Severin, standing at the window, watches a stocky, well-dressed man with white hair climb out of a dark-blue Range Rover and make his way across the yard. He says nothing. A moment later Tiernan stands in the doorway, one hand jabbed into the pocket of his expensive leather jacket, the other holding a slim case containing a laptop computer.

‘Afternoon, gentlemen,’ he says briskly.

Delon jumps.
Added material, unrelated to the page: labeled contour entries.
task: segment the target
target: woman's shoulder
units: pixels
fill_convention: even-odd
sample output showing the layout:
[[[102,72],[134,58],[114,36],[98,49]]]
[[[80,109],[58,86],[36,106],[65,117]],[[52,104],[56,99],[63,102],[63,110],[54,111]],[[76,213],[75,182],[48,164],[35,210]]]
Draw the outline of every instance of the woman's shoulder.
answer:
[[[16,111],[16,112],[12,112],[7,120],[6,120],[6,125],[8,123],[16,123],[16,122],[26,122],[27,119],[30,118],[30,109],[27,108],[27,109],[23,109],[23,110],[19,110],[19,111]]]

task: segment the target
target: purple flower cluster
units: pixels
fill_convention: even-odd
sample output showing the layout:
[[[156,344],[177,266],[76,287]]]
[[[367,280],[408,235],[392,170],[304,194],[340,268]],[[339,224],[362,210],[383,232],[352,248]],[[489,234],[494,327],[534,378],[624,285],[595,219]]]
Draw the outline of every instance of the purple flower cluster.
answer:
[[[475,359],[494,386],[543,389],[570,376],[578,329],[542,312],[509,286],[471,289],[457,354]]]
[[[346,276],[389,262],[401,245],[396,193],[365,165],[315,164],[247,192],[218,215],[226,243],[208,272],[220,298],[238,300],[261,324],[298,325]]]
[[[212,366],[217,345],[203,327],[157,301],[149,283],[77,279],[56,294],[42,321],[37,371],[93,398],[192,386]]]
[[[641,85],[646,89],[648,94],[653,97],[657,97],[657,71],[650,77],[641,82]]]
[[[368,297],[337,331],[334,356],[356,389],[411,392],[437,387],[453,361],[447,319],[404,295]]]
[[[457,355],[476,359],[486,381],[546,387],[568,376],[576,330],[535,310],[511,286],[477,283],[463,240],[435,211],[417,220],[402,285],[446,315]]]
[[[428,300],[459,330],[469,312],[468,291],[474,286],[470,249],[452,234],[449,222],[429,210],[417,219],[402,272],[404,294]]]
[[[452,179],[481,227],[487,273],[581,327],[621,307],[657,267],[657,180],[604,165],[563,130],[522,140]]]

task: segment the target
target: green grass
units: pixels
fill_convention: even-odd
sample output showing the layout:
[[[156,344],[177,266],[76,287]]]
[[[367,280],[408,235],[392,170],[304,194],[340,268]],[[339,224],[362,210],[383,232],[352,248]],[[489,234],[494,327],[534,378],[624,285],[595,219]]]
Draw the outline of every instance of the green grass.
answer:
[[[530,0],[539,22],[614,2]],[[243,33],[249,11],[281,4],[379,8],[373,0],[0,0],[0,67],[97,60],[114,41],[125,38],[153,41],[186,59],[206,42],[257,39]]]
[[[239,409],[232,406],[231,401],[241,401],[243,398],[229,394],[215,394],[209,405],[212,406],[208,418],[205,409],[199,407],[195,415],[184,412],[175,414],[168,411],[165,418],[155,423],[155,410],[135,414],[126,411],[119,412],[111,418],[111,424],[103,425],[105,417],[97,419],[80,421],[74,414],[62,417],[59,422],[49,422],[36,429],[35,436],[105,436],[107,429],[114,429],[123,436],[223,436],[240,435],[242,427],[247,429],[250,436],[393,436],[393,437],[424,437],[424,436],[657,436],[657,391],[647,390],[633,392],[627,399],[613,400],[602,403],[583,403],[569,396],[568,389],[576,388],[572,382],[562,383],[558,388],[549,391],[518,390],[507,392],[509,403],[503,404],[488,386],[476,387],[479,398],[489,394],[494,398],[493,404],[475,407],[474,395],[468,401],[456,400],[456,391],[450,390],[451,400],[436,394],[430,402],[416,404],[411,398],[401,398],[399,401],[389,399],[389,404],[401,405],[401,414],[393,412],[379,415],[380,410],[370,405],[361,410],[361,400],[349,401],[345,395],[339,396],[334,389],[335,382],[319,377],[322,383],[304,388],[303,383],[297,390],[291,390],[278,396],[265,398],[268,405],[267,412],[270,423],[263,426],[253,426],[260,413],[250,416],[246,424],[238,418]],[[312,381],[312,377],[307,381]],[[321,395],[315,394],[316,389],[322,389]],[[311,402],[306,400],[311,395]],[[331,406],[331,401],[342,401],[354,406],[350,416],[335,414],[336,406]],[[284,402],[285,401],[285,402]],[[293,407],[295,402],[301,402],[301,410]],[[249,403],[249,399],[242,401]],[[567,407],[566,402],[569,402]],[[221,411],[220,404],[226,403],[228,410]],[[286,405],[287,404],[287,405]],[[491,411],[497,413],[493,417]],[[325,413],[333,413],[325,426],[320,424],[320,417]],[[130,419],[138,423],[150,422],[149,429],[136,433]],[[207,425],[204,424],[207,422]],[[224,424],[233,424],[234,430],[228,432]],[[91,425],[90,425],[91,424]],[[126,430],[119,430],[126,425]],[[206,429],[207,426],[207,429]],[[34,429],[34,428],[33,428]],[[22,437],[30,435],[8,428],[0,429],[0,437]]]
Philliskirk reaches for his tobacco tin and papers and begins methodically constructing a cigarette.

Severin points at his watch. ‘You’re late.’

‘You’re not the only crew I’ve got,’ says Tiernan with a grin. ‘But if you’d like to make something of it, I’m all ears.’

Dust and curlicues of cigarette smoke are caught in the bare strip light. The only sound is the squeal and crash of metal being mangled.

‘Thought not,’ Tiernan says. ‘So what have you got for me, boys? If you’re in a hurry, I don’t want to keep you.’

Severin pulls a memory stick from the back pocket of his jeans. Mr Tiernan opens the laptop and plugs the attachment into a USB port on the side. The display on the screen is reflected in the lenses of his glasses as he scrolls down.

‘Porsche Cayenne. Very good, boys,’ he says presently. ‘Very good indeed.’

Over by the door Delon, who has been holding his breath, lets it out noisily.

Tiernan closes the laptop and zips up the case. ‘There’ll be some good commission on this one all right, boys,’ he says.

‘When do you want it done?’ says Severin.

‘I’ll need to sort the paperwork,’ says Mr Tiernan. ‘I’ll let you know.’

At the door he pauses and stoops to pick up Delon’s discarded newspaper.

‘You read about this stiff they found in Enrico Cabaljo’s back garden?’ he says, unrolling the paper and flapping the front page at the four men. ‘I reckon they should sign him up. Got to be better than the midfield they’ve got at the moment.’

Vos and Seagram get back to the West End at midday, having spent a fruitless morning waiting for any sort of definitive forensic reports from the scene or DNA identification of the victim. All they have is the postmortem result, which does not answer the pressing questions that lie at the heart of the whole conundrum, namely who is Ahmed Doe? And why did someone tie him to a railway bridge?

On the way upstairs to the second floor, Vos’s phone rings.

‘Get the team ready in the meeting room,’ he tells Seagram, peering at the number on the screen. ‘I’ll see you there in a minute.’

When he eventually stalks onto the floor of the Bug House five minutes later, it seems to Seagram that Vos is in an even worse mood than before.
Who the hell was the call from?
she wonders.
The tax man?
What worries her is that any second now the boss’s black dog is going to start ripping out throats. As he heads across to the meeting room, she hurries across to intercept him.

‘Boss, the replacement is here,’ she says, careful not to say ‘the replacement for Entwistle’.

He stops and looks down at her. ‘Yes,’ he says. ‘I know.’

The meeting room is a cosy little annexe separated from the squad room by a partition wall. Its focal point is a large pull-down screen for the overhead projector, but as no one has ever figured out how the projector works in over ten years, the screen is used instead as an oversized memo board and is scarred with pinholes, Sellotape marks and crusts of Blu-tack from hundreds of different cases. Right now the board looks distinctly bare: a handful of assorted photographs from the scene, a map of the area around Stannington, a few desultory Post-it notes.